The appointment was sufficient for former Labour MP David Milliband to resign his position on the Sunderland Board, given Di Canio’s ‘past political statements’, and for many sports writers and commentators to have a field day in condemning both him and the club for his presumed affiliation with a movement that is said to promote hatred, killing, persecution and intolerance.
But without a full and complete statement of his position, it is difficult to understand exactly what Di Canio thinks and why he declared himself a fascist who wasn’t a racist, when in the minds of many people the two notions are vile and inextricably linked.
It may be that our understanding of fascism is just too limited, too politically distorted, and too riddled with cultural assumptions that we are simply unable to appreciate what may be the subtleties of Di Canio’s unique and personal view.
Perhaps Di Canio was simply referring to his sympathies with certain cultural, political and economic aspects of fascism, as an Italian movement from a period in history that valued collectivism over individualism; personal discipline, hard work and obedience, over laziness, revolt and anarchy; and strong, healthy individuals who lived and worked for the common cause of bettering the Italian nation.
Whilst it may have been an authoritarian and nationalistic movement, it does not necessarily follow that being sympathetic to some of the aforementioned values in their own right entails supporting violence, persecution and racial hatred. Maybe that’s where Di Canio sits.
The problem is we will never get an explanation of Di Canio’s true position now as a result of the media fuelled furore surrounding his move to Sunderland and our tendency to jump to unwarranted rag style conclusions.
Given how we have come to understand fascism in this country, and given the style of news we like to indulge in here, it is highly unlikely that he will speak again on the matter, especially not to the British press gang sniffing around for their next big story.

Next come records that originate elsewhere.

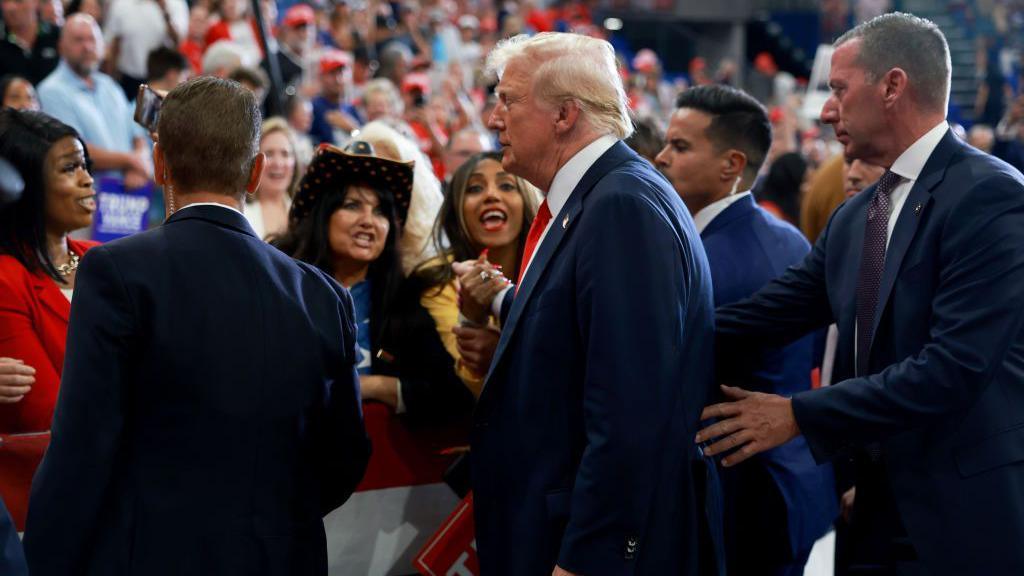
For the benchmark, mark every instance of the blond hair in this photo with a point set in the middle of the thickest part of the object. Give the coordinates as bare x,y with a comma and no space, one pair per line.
279,124
571,67
415,246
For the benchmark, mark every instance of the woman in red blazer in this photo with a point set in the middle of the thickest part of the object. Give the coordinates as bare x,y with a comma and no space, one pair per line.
38,260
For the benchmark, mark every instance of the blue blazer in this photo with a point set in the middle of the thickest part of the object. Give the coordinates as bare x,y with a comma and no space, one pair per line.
209,412
11,557
582,447
945,391
747,248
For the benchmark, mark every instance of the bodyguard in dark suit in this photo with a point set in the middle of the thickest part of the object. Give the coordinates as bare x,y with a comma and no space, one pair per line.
778,504
582,452
209,412
923,274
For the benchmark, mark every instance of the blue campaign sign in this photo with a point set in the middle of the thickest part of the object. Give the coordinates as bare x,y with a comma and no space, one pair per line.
120,212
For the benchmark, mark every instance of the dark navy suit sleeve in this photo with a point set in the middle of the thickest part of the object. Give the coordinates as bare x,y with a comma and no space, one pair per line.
977,314
69,487
345,445
631,303
784,310
11,557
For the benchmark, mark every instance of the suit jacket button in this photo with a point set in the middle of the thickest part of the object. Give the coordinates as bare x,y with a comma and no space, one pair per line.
631,548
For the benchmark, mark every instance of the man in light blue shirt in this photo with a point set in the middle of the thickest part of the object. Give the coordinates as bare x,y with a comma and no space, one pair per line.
80,95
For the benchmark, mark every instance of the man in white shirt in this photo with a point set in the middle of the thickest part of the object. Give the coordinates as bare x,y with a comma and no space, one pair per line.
923,275
778,504
135,28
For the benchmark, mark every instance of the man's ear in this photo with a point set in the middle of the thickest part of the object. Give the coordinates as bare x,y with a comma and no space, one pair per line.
257,172
159,167
894,83
733,164
568,115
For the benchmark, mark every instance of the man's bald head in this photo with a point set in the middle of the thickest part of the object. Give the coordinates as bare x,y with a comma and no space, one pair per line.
81,44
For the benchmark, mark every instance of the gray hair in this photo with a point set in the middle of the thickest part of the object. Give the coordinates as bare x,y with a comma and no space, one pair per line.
913,44
209,131
386,87
571,67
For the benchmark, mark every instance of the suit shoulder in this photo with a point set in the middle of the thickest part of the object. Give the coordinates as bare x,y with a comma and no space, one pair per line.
638,179
315,276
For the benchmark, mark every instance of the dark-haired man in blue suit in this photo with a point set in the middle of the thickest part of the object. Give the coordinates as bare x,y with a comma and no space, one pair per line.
209,412
581,460
777,505
923,274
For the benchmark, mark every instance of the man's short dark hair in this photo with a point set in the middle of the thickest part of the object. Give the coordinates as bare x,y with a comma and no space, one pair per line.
738,121
164,59
209,133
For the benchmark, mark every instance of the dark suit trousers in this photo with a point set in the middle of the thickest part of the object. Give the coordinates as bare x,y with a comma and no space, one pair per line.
876,542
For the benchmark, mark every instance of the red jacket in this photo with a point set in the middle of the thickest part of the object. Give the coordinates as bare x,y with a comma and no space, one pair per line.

He is here to manage a struggling football club and I am sure he will do that with distinction.
(As an aside, consider the position of an individual who declares that he is a supporter of the Labour Party in Britain. Nothing wrong with that, given the core socialist views that define this party; however, it was under a Labour Government that Britain entered into an illegal war with Iraq.
Does supporting Labour then automatically mean someone who agrees with invading other countries without mandate, and engaging in deplorable acts of murder in the name of fake national interests? Perhaps David Milliband could help answer that question, as he takes his principled leave from the Stadium of Light.)